Suppose I have a class A
class A
attr_accessor :x, :y
def initialize(x,y)
@x, @y = x, y
end
end
How can I get x
and y
attributes without knowing how exactly they were named.
E.g.
a = A.new(5,10)
a.attributes # => [5, 10]
Summary. attr_reader and attr_writer in Ruby allow us to access and modify instance variables using the . notation by creating getter and setter methods automatically. These methods allow us to access instance variables from outside the scope of the class definition.
In Ruby, object methods are public by default, while data is private. To access and modify data, we use the attr_reader and attr_writer . attr_accessor is a shortcut method when you need both attr_reader and attr_writer .
attr_accessor is used to define an attribute for object of Model which is not mapped with any column in database.
An attribute reader returns the value of an instance variable. Another way of looking at this is that an attribute reader is a method that “exposes” an instance variable. It makes it accessible for others.
Use introspection, Luke!
class A
attr_accessor :x, :y
def initialize(*args)
@x, @y = args
end
def attrs
instance_variables.map{|ivar| instance_variable_get ivar}
end
end
a = A.new(5,10)
a.x # => 5
a.y # => 10
a.attrs # => [5, 10]
While Sergio's answer helps, it will return all the instance variables, which if I understand correctly the OP's question, is not what is asked.
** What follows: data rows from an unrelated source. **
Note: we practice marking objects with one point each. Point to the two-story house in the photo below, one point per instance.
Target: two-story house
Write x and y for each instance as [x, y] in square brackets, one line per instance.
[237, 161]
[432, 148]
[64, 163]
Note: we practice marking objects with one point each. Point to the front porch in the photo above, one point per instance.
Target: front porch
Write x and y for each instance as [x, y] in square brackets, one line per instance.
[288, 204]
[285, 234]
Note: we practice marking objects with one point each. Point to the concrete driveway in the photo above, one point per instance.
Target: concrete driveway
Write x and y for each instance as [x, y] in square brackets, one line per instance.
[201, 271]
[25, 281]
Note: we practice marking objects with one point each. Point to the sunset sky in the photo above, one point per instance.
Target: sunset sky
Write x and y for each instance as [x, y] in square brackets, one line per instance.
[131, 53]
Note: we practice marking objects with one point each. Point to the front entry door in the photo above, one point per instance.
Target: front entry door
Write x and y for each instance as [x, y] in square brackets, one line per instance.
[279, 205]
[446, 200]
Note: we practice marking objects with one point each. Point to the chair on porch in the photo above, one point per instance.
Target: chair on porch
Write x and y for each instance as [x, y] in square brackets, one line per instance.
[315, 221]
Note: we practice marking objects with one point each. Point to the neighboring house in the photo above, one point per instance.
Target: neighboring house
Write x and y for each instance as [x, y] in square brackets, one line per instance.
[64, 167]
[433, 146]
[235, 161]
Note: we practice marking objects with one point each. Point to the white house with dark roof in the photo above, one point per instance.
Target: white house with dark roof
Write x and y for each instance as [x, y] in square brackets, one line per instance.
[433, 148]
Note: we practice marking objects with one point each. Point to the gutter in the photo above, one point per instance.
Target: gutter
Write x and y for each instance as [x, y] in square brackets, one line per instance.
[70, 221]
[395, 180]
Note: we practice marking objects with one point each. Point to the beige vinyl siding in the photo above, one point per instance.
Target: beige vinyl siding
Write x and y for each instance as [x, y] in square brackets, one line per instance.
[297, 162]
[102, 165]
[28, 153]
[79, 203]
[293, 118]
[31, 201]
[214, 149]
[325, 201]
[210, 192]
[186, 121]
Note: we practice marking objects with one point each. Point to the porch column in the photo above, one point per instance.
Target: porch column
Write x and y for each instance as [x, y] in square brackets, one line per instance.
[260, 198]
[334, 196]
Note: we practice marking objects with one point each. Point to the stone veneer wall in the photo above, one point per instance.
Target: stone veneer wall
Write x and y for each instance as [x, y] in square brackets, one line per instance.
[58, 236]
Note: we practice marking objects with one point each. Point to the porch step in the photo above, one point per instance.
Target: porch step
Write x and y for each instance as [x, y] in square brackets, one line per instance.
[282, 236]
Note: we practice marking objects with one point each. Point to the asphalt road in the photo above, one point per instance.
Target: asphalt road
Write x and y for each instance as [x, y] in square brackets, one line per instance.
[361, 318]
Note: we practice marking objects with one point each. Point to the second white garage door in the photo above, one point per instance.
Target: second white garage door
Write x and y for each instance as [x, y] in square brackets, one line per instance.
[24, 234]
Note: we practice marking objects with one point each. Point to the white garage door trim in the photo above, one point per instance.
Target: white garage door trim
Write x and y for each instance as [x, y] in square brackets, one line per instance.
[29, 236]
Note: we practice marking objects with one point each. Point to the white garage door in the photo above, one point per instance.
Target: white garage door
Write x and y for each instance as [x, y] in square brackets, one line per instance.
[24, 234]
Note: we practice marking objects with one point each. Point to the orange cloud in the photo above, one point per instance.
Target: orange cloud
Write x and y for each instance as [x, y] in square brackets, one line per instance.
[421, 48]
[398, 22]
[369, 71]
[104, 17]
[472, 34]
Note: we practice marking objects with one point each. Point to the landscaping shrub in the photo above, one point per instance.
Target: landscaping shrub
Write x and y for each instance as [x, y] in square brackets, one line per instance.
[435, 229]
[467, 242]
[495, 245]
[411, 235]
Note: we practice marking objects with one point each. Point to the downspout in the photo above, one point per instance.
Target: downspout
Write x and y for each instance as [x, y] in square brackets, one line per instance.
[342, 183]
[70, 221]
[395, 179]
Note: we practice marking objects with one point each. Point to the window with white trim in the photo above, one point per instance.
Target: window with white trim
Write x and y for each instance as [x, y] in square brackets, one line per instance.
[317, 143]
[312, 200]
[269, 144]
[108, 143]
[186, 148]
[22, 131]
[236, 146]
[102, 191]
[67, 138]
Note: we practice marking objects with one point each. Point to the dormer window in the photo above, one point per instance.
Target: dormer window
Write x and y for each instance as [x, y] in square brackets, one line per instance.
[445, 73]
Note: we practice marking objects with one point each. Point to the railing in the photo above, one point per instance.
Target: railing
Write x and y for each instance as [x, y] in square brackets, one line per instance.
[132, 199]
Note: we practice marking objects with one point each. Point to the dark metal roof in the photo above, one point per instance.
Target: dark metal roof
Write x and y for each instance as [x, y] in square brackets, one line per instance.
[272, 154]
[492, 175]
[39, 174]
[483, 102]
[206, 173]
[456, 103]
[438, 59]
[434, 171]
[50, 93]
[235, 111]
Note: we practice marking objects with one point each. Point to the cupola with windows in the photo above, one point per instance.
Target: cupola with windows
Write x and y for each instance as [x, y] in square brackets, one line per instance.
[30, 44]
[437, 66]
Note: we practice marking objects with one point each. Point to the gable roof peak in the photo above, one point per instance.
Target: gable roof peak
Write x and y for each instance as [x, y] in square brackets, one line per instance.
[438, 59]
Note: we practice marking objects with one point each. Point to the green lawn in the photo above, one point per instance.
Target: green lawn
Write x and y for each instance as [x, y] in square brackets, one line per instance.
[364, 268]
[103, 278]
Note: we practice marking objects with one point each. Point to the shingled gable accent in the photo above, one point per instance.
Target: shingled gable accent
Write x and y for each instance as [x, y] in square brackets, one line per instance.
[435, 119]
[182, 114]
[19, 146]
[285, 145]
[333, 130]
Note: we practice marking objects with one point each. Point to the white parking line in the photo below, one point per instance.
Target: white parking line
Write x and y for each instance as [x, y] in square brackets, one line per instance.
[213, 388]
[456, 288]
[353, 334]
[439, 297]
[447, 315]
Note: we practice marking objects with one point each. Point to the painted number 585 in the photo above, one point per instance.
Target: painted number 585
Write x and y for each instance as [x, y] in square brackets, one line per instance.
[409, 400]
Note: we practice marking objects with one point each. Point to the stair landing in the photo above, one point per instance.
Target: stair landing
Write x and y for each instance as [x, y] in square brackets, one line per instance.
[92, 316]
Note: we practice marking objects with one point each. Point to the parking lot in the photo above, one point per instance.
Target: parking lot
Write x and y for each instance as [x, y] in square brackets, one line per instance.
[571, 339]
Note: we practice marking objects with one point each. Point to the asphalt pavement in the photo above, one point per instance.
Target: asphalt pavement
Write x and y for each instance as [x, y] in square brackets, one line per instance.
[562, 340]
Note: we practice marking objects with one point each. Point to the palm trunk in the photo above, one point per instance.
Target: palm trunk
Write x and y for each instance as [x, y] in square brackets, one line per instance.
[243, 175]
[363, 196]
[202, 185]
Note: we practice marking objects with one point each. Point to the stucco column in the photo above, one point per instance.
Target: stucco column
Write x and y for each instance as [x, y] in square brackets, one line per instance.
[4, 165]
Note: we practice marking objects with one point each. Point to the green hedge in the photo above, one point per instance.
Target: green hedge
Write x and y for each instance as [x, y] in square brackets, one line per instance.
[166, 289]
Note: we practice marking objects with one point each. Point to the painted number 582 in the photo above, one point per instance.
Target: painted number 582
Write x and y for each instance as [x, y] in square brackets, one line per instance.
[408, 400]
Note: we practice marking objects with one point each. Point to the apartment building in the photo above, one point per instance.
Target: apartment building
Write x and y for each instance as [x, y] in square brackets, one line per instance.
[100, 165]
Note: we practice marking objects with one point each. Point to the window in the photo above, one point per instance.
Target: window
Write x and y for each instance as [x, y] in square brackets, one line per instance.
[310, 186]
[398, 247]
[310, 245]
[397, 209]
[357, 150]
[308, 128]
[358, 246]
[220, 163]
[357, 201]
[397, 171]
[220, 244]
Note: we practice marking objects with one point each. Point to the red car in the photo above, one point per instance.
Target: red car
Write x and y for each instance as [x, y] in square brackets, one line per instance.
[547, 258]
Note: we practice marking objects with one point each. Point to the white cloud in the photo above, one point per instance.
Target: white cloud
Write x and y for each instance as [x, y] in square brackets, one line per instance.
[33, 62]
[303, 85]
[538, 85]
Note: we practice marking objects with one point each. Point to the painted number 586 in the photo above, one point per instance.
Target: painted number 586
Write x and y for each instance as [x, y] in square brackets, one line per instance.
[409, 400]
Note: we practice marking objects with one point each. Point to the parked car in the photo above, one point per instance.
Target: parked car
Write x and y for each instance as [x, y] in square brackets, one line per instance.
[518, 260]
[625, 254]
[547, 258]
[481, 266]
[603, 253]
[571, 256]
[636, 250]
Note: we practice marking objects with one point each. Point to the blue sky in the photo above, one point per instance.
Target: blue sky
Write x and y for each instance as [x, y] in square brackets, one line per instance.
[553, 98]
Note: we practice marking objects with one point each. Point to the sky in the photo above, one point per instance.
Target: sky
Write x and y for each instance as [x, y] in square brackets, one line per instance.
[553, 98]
If you want to return only the 'attributes' that have e.g. a mutator, you have to do something slightly more complicated such as:
attrs = Hash.new
instance_variables.each do |var|
str = var.to_s.gsub /^@/, ''
if respond_to? "#{str}="
attrs[str.to_sym] = instance_variable_get var
end
end
attrs
This returns only the attributes declared with attr_accessor (or with a manually created mutator), and keep the internal instance variables hidden. You can do something similar if you want the ones declared with attr_reader.
class A
ATTRIBUTES = [:x, :y]
attr_accessor *ATTRIBUTES
def initialize(x,y)
@x, @y = x, y
end
def attributes
ATTRIBUTES.map{|attribute| self.send(attribute) }
end
end
This may not be the DRY-est, but if you are only concerned with doing this for one class (as opposed to a base class that everything inherits from), then this should work.